中途の経緯は省略しますが、荷受人が上記デマの支払いに容易に応じぬため、船会社に代わり当社が(用船者)が荷受人を相手取り、現地ABU DHABIの裁判所に「デマ請求」の告訴するに至りました。現地に出張した私は「原告」代表として法廷に召喚されました。本社から同行した法務部担当者(中近東の専門家)は陪席を許されず、現地人弁護士(アラビア人)が立ち会ってくれましたが、誠に心細い限りでした。
緊張の「法廷で虚偽の証言をしたならば即時に収監する」という言葉
狭い法廷で起立した私に対して裁判官から種々質問がなされました。アラビア語ですから全く意味不明です。判事席の傍らに座を占める黒人通訳(エチオピア人の由)が裁判官の質問を英訳してくれるので、おおよその意味は把握できましたが、念のため「もう一度お願いします」と懇請し確認したものです。裁判官への返答は、「YES(はい)」または「NO(いいえ)」のいずれかのみ。そのほかの余計な説明は許されませんでした。裁判官からは冒頭に「もし、お前がこの法廷で虚偽の証言をしたならば即時に収監する」と告知され肝が縮みました。中近東の監獄とは、とても恐ろしい場所であることはすでに聞きおよんでおりました。
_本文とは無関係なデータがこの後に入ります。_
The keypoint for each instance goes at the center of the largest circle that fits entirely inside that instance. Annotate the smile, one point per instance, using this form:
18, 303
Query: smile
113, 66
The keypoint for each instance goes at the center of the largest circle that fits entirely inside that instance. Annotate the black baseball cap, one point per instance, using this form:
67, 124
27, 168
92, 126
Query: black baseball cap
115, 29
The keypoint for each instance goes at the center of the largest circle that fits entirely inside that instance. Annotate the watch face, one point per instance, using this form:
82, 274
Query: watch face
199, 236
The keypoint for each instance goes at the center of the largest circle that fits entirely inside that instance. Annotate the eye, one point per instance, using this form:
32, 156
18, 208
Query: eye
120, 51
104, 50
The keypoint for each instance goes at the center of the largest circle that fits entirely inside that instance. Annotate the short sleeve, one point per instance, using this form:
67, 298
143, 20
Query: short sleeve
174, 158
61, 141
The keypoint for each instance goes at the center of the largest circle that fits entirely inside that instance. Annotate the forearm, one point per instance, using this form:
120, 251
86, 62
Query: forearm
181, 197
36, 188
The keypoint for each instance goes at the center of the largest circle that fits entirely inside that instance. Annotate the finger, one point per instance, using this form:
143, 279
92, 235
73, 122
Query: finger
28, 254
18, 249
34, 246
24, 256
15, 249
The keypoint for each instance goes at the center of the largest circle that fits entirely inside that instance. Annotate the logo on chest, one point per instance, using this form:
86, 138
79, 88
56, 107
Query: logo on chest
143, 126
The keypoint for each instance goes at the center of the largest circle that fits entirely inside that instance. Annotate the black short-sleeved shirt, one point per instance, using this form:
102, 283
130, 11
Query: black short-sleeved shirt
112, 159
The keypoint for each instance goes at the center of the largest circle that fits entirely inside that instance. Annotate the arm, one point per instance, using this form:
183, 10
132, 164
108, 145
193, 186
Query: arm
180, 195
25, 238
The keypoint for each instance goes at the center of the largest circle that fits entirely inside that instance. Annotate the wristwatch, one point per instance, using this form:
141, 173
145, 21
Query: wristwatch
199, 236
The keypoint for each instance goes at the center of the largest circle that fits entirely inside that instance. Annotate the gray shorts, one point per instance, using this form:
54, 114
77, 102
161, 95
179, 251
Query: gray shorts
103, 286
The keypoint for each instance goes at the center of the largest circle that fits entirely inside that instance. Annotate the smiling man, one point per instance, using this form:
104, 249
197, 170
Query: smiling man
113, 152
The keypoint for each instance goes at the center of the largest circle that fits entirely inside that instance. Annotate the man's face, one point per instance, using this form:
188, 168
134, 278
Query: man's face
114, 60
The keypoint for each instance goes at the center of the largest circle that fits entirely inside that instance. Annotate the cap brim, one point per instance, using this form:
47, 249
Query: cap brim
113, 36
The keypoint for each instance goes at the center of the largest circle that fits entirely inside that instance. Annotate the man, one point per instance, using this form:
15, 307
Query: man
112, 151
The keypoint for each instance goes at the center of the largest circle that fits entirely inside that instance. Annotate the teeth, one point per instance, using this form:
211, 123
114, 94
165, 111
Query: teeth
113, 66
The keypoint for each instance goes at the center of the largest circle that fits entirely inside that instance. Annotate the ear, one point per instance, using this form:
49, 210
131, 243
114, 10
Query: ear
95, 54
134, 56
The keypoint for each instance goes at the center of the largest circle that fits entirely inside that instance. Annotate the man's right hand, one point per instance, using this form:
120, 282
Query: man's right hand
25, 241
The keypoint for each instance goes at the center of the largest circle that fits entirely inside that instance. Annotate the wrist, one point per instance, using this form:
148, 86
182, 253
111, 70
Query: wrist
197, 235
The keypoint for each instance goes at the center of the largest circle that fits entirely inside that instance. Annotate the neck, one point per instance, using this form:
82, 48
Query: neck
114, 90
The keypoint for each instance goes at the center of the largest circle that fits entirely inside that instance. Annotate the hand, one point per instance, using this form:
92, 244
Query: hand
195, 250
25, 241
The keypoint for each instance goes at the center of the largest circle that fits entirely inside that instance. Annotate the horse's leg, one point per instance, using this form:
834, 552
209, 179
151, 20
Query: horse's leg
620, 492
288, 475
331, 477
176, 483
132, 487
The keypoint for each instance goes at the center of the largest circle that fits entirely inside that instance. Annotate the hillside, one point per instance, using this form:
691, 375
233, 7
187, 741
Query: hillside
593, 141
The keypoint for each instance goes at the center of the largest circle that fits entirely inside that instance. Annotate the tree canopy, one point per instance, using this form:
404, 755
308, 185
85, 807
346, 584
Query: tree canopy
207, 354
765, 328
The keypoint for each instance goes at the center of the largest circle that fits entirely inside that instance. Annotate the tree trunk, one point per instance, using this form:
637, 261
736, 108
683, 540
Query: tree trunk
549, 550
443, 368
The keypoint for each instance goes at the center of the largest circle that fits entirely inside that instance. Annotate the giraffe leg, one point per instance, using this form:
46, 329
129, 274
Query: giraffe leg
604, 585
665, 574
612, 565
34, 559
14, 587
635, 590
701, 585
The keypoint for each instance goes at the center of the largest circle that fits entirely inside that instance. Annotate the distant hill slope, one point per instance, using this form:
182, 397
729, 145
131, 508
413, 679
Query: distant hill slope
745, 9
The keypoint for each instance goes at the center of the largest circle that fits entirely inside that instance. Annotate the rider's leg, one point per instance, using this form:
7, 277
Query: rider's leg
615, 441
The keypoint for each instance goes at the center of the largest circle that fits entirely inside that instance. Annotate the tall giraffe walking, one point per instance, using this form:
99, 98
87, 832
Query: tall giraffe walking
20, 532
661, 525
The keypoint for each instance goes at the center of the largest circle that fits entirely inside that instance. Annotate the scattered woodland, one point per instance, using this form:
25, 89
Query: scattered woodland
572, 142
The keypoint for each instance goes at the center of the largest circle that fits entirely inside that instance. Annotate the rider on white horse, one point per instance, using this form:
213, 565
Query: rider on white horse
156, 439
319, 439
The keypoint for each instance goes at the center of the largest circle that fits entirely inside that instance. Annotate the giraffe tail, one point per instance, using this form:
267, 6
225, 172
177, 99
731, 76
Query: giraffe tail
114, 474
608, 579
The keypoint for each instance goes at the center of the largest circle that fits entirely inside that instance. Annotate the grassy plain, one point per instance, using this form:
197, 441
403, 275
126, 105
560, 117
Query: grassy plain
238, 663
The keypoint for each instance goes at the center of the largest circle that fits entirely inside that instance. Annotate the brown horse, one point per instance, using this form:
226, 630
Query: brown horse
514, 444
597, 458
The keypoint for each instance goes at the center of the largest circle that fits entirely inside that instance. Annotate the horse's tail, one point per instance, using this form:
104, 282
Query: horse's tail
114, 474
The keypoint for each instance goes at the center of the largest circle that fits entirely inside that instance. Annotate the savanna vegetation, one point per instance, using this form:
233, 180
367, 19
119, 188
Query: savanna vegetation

ようやく小一時間ほどの裁判官とのやりとりが終了。「退廷してよろしい」とのことで、入廷前に没収されていた私のパスポートを裁判官がポイと投げ返してくれたときには、体中の力が抜け、文字通り「緊張の糸が切れた」ような状態になりました。判事席の後方に窓があり青い海原が望めることがわかり、この法廷が海に面していたことを、そのときになり初めて気がつきました。「収監されずに解放されてよかった」と痛感しました。帰国後も法廷での模様を時折夢でみたものでした。裁判自体は被告(荷受人)が間もなく死亡してしまったため「デマ回収」は不能となり、船会社へは当社が弁済し損金処理したと記憶します。ちなみに、当社社員で中近東の法廷に召喚され、証言した例はまれのことと、後日社内で側聞しました。
灼熱の中近東へ出張し、駆けまわっていた「若き日々」を思い出し感慨無量です。
※本記事は匿名とさせていただきます。